For this reason, Andreas Wagner, Digital Humanities specialist in the Institute Library, and Christian Boulanger, researcher in the Department of Marietta Auer, invited scholars and practitioners from the social sciences, humanities, and computational disciplines to a workshop dedicated to this challenge. Co-organizers were Robin Haunschild from the Max Planck Institute for Solid State Research and Malte Vogl from the Max Planck Institute for the History of Science. The goal of the workshop was to define the key issues and identify the state of the art. Most importantly, it aimed to launch a community capable of sharing resources and advancing the state of the art in the midst of the unfolding "AI revolution."
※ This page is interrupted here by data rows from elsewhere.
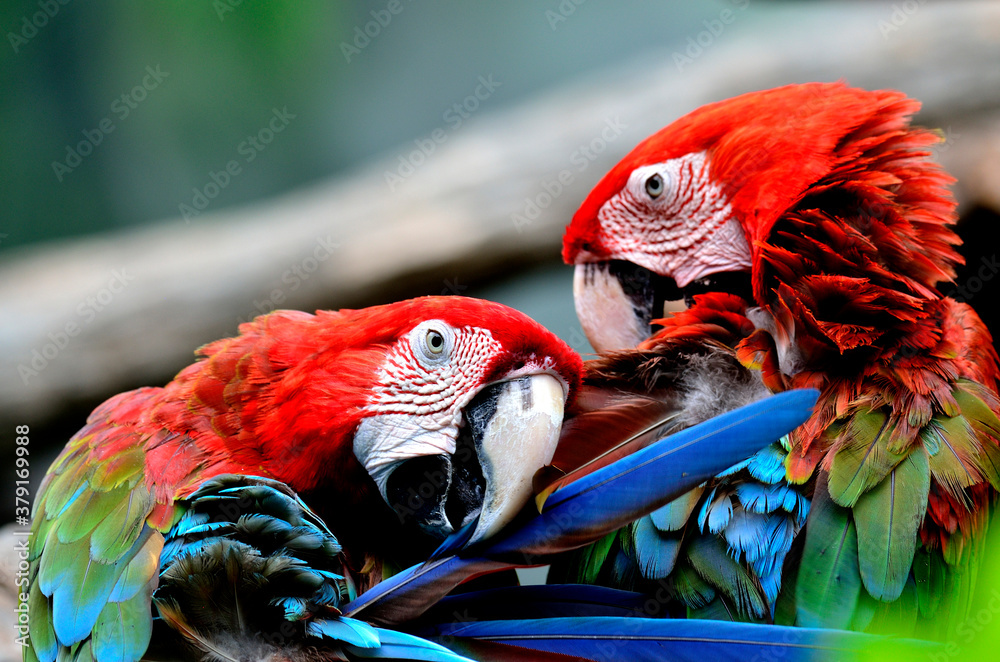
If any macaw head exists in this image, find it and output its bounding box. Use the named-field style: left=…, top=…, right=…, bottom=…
left=192, top=297, right=582, bottom=556
left=563, top=83, right=960, bottom=351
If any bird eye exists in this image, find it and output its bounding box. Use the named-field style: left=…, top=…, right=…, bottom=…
left=409, top=320, right=455, bottom=365
left=646, top=175, right=663, bottom=200
left=424, top=329, right=444, bottom=354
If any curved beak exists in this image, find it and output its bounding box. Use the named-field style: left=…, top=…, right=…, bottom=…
left=355, top=373, right=566, bottom=543
left=573, top=261, right=680, bottom=352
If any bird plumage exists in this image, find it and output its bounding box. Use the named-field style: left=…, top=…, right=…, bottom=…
left=563, top=83, right=1000, bottom=636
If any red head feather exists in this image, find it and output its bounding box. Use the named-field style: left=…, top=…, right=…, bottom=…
left=563, top=83, right=960, bottom=297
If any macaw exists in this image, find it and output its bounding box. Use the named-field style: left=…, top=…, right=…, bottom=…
left=554, top=83, right=1000, bottom=637
left=25, top=297, right=581, bottom=662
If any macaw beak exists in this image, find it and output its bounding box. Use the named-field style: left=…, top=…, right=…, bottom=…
left=355, top=373, right=566, bottom=543
left=573, top=260, right=754, bottom=352
left=573, top=260, right=680, bottom=352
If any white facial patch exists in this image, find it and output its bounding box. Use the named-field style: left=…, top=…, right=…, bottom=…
left=354, top=414, right=458, bottom=497
left=597, top=152, right=751, bottom=287
left=573, top=264, right=663, bottom=352
left=354, top=320, right=501, bottom=494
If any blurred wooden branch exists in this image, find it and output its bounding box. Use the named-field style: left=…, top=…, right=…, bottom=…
left=0, top=3, right=1000, bottom=423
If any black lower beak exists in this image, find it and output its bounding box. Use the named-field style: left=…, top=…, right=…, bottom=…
left=383, top=374, right=565, bottom=541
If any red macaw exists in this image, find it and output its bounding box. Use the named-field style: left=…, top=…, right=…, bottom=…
left=25, top=297, right=581, bottom=662
left=557, top=83, right=1000, bottom=636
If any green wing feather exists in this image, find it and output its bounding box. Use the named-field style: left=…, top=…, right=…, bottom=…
left=853, top=448, right=931, bottom=602
left=26, top=407, right=179, bottom=662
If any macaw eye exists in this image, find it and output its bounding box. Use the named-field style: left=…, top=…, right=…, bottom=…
left=424, top=329, right=444, bottom=354
left=646, top=175, right=663, bottom=200
left=410, top=320, right=455, bottom=365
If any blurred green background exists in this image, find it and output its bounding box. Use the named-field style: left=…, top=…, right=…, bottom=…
left=0, top=0, right=736, bottom=251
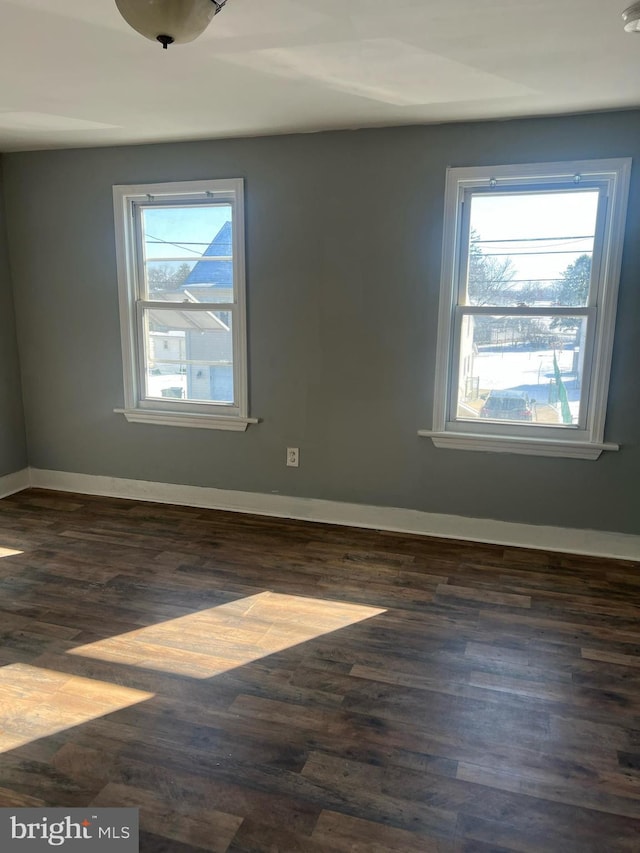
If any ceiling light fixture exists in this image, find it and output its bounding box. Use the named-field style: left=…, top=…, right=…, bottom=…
left=622, top=3, right=640, bottom=33
left=116, top=0, right=227, bottom=50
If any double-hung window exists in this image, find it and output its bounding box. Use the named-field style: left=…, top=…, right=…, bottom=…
left=420, top=160, right=631, bottom=459
left=114, top=179, right=255, bottom=430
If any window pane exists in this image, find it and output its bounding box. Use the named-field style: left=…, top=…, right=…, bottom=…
left=457, top=315, right=587, bottom=427
left=141, top=204, right=233, bottom=302
left=466, top=189, right=599, bottom=307
left=145, top=308, right=234, bottom=404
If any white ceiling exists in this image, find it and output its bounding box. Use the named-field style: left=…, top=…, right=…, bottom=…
left=0, top=0, right=640, bottom=151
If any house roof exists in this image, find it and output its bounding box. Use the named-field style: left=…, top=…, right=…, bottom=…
left=181, top=222, right=233, bottom=290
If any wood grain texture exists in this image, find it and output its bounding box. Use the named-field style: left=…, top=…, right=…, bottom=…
left=0, top=490, right=640, bottom=853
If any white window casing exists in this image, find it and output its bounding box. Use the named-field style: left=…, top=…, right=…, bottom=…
left=113, top=178, right=257, bottom=431
left=418, top=159, right=631, bottom=459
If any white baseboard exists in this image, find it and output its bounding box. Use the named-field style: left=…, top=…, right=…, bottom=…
left=26, top=468, right=640, bottom=560
left=0, top=468, right=31, bottom=499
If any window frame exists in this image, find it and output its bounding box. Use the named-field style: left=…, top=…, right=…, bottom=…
left=418, top=158, right=631, bottom=459
left=113, top=178, right=257, bottom=431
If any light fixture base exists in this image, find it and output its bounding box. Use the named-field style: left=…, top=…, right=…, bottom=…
left=115, top=0, right=227, bottom=50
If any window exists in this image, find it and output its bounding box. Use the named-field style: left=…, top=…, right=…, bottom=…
left=113, top=179, right=256, bottom=430
left=420, top=160, right=631, bottom=459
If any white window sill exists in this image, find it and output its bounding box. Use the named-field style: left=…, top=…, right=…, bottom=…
left=418, top=429, right=620, bottom=459
left=114, top=409, right=258, bottom=432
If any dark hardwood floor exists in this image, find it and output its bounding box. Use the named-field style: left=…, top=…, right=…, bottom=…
left=0, top=490, right=640, bottom=853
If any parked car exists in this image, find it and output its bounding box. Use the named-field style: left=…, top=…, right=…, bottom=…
left=480, top=391, right=535, bottom=421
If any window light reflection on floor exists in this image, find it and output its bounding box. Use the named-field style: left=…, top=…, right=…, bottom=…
left=68, top=592, right=385, bottom=678
left=0, top=663, right=155, bottom=753
left=0, top=545, right=24, bottom=560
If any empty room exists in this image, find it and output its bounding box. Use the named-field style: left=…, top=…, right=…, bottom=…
left=0, top=0, right=640, bottom=853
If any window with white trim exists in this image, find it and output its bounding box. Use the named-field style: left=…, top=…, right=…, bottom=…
left=113, top=178, right=256, bottom=430
left=419, top=159, right=631, bottom=459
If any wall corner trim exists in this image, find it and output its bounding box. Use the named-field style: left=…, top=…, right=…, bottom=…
left=0, top=468, right=31, bottom=499
left=22, top=468, right=640, bottom=560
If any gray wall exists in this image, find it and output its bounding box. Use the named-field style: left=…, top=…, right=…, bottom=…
left=5, top=112, right=640, bottom=533
left=0, top=166, right=27, bottom=476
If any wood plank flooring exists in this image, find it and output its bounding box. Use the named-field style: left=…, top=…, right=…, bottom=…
left=0, top=490, right=640, bottom=853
The workshop included two interactive sessions to gather ideas on how to move the field forward. One tool suggested by the organizers is a white paper that can provide an overview of the current state and potential pathways for the field. At the end of the first day, participants gave their opinions on what topics could be covered in such a whitepaper. The second day ended with a brainstorming session on what other forms of collaborative research and development might look like. The event will certainly not be the last of its kind, not only given that Large Language Models are currently changing the technological landscape and will help unlock previously untapped reference/citation data in the humanities, law, and social sciences.